My theory is that the confusion on Alex Turner’s face was about me, and whether it was a good or a bad thing that I was a fan of his band. S. looked great in black pants and lipstick. But I had hurried out to the bar in an old sweater and a ponytail. My five year-old daughter had made me a necklace out of rubber bands on her Rainbow Loom. I was wearing it. And S. and I were so direct, so unfazed, so over caring what people thought of us. S. reassured them that “Mini Mansions” was also a very good name for a band. Were we flirting? Or being patronizing? I landed right on the cusp — cute girl in a bar? or soccer mom? Unclear.
Sasha Frere-Jones, the New Yorker’s music critic, has made it explicit that he equates artistic death with appealing primarily to women like me. You don’t get to the top of the streaming charts by thinking of yourself as a band that appeals to moms.
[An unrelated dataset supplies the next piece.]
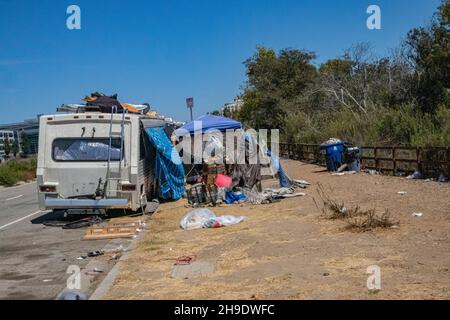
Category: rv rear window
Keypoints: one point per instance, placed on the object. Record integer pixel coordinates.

The frontman for The Arctic Monkeys looked at me and thought — maybe I have really gotten famous? or maybe this bird is lying? or maybe I should finish this fag and go find someone who won’t look at me with such intense curiosity?
I like the whole album, but that song, their biggest hit, is about that time at the end of the night when you want to call your ex, the one you can’t stop thinking about but know you shouldn’t call. It’s about obsession and spilling drinks on my settee and crawling back to you, feelings and cravings that people conventionally shelve in a marketing category separate from soccer moms. We are meant to hold down the edges of a square world that indie rock must define itself against. Yes, it’s true, Alex Turner, I also like Katy Perry. But I promise my fandom doesn’t have a downside, I carry no glamor that wards off cool. Dark feelings and difficult cravings don’t end because you have children. I meet your music where it lives.
I spent this morning reading articles recommended by friends on social media and waiting for my brain to come back online to tackle this new year. It seems that everything is ending. Midlist book publishing and the community of readers. Water. Alternative newsweeklies. Affordable housing. The academy. Cities. Being a cute girl in a bar. The world and all the things I hold dear, facing their imminent demise. But there is still drinking and writing to do. And with endings come beginnings. Hello, 2014.